6 October 2000
Speech to Leinster Society of Chartered Accountants
Speaking to the Leinster Society of Chartered Accountants, Mr. Charlie McCreevy, T.D., Minister for Finance, said:
"Today I would like to talk about the economic background against which the Budget is being prepared- the challenges and opportunities which the budget will seek to address."
Recent economic performance
Ireland has experienced one of the strongest and most sustained periods of growth in the industrialised world over the last few years and continues to exceed all expectations. Growth averaged over 8 per cent in the last five years.
At the time of last years’ Budget my Department and most other commentators expected the economy to slow. This was expected in response to the capacity constraints which are evident throughout the economy. Growth of 6.3 per cent was expected. It seems, however, that the out turn will be higher once more. The economy is now expected to grow by 8.3 per cent this year.
The reality of the global economy is that national governments have less influence on developments than in the past. Economic conditions are increasingly influenced by conditions internationally. During the ongoing debate on inflation this fact has been conveniently forgotten in some quarters.
However I believe that a prudent approach to the management of the public finances is important in maintaining growth. We intend to continue running significant budgetary surpluses in the period out to 2003 and, as you know, this Government are also committed to set aside an annual provision of 1 per cent of GNP to secure the pensions in retirement of a progressively ageing population. The present health of the public purse must continue if our economic performance is to be maintained in the years ahead.

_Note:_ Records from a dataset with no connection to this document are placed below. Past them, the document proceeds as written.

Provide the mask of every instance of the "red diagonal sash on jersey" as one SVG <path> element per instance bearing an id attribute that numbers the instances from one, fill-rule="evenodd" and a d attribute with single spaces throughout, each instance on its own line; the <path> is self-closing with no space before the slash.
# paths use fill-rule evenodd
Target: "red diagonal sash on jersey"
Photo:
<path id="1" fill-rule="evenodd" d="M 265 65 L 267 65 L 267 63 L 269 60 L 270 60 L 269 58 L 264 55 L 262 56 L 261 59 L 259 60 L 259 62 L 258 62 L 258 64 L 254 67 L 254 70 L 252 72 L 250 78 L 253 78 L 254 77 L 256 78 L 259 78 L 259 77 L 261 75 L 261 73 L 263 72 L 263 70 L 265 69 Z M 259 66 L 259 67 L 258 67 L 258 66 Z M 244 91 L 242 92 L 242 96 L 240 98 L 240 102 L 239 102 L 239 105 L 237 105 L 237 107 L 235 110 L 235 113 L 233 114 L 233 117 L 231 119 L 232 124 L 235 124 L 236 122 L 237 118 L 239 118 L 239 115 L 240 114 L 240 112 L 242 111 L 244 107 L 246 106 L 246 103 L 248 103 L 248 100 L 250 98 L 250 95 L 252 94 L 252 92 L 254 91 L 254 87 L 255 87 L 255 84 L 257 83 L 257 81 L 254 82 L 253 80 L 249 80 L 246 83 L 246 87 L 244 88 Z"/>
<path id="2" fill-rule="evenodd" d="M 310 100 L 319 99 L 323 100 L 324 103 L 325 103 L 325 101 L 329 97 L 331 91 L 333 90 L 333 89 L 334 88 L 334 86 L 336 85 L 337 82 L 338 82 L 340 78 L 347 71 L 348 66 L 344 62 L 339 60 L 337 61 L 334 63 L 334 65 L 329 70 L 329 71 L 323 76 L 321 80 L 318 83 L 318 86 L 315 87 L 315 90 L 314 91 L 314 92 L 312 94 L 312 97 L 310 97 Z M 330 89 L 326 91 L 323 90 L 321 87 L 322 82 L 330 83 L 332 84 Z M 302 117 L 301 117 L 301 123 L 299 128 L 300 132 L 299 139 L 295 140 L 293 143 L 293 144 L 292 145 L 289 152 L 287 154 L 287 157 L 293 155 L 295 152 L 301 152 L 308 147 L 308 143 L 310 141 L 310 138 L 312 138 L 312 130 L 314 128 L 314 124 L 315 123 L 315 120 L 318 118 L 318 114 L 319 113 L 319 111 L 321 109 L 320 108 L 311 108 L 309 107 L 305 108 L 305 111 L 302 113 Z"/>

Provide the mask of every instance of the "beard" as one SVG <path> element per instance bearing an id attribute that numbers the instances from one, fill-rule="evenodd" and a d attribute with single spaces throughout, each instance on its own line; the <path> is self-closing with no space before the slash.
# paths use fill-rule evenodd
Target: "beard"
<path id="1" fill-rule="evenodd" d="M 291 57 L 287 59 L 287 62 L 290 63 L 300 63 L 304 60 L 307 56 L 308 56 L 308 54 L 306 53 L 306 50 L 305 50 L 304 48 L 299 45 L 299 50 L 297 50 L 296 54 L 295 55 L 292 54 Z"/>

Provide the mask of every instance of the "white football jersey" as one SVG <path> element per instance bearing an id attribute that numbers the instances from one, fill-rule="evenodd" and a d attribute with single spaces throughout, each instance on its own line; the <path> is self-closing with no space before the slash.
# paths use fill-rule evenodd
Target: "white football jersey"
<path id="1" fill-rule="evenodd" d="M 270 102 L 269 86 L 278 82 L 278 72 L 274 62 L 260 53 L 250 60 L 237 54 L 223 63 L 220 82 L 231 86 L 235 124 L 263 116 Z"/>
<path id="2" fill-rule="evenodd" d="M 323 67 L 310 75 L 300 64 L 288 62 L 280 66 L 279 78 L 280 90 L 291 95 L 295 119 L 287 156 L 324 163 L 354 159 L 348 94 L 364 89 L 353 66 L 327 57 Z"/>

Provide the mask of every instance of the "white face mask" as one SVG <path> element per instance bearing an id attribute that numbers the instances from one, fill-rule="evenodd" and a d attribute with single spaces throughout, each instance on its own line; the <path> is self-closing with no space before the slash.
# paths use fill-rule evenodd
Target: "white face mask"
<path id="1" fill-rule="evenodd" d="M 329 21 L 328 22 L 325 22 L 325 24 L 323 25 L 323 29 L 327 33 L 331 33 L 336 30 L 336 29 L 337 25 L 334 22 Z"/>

One remarkable aspect of the recent economic performance is the increase in employment. Total employment grew by around 70,000 per year over the past 5 years. The unemployment rate continues to fall from around 16 per cent in 1993 towards 4 per cent today. This is an exceptional performance and well in excess of that of our European partners.
A pro-jobs pro-enterprise tax policy has also supported growth. This Government believes in rewarding work and promoting enterprise.
It is interesting to examine the reductions in taxation since Partnership began.
In 1987, the top rate of tax was 58% and the standard rate was 35%, and there was a middle rate of 48%
Today, the top rate of tax is now 44% and the standard rate is 22%.
Since 1997, we in this Government have reduced the top rate by 4 percentage points and the standard rate by 4 percentage points.
We have also increased personal allowances and the standard band while introducing tax credits and starting the first phase of individualisation. These policies have removed thousands from the tax net. They have also taken thousands more off the top rate of tax.
Taking account of reductions in taxation real average incomes of single people are up over 15 % since we took office. This is an average increase of almost 5 % per annum.
The take home pay of married one income couples with two children is up over 19 %, nearly 6 % per annum.
Pay Terms of PPF
Tax reductions have had a substantial impact. But pay increases are also having an effect in increasing living standards.
The first phase of increases under the Programme For Prosperity and Fairness came into effect on the first of October 2000. This provided for pay increases of 5.5 per cent.
Many sections of the public service also recieved an additional 3% under the "early settlers".
The second phase of pay increases, of 5.5 per cent, under the Programme for Prosperity and Fairness is due to come into effect on the first of October 2001.
The third phase of increases, consisting of 4 per cent, will come into effect on the first of July 2002 and covers the final 9 months of the agreement.
The approach of increasing real take home pay through the combination of wage increases and tax cuts has served us well.
There are, of course, new challenges. We are all aware of the increased congestion and delays, the inability of the supply of housing to keep up with demand and the present rise in the rate of inflation.
Measures to combat inflation
This Government has acknowledged that the inflation challenge is a pressing one at present. We must always avoid any policies that would push up inflation. At the same time, we must be mindful of the problems facing people and businesses behind all the macroeconomics statistics.
We have to be careful, also, not to withdraw from our electoral and partnership commitments on tax and wages.
In tackling inflation, the Government is taking account of the role of every aspect of economic policy, from tax to competition, from price rules and the labour market. It is clear that the best defence against inflation is an even more open and flexible economy, where artificial barriers are minimised.
There will always be challenges in sustaining a strong economy and sound finances. These challenges and difficulties should not blind us to the tremendous opportunity we now have.
This is the context in which I will be framing December's budget, the fourth of five of this Government. It is the context in which we are addressing the issues of the day such as inflation, transport, childcare, tax policy, health and education services.
We will keep to our ambition that 80 per cent of taxpayers should pay tax on the standard rate only. With support from the social partners, we are introducing a single standard rate income tax band for all individual taxpayers. This is the type of transformation in people's financial situation and the tax system that the Government is making on the basis of our strong economy and its the type of transformation which can keep the economy strong!"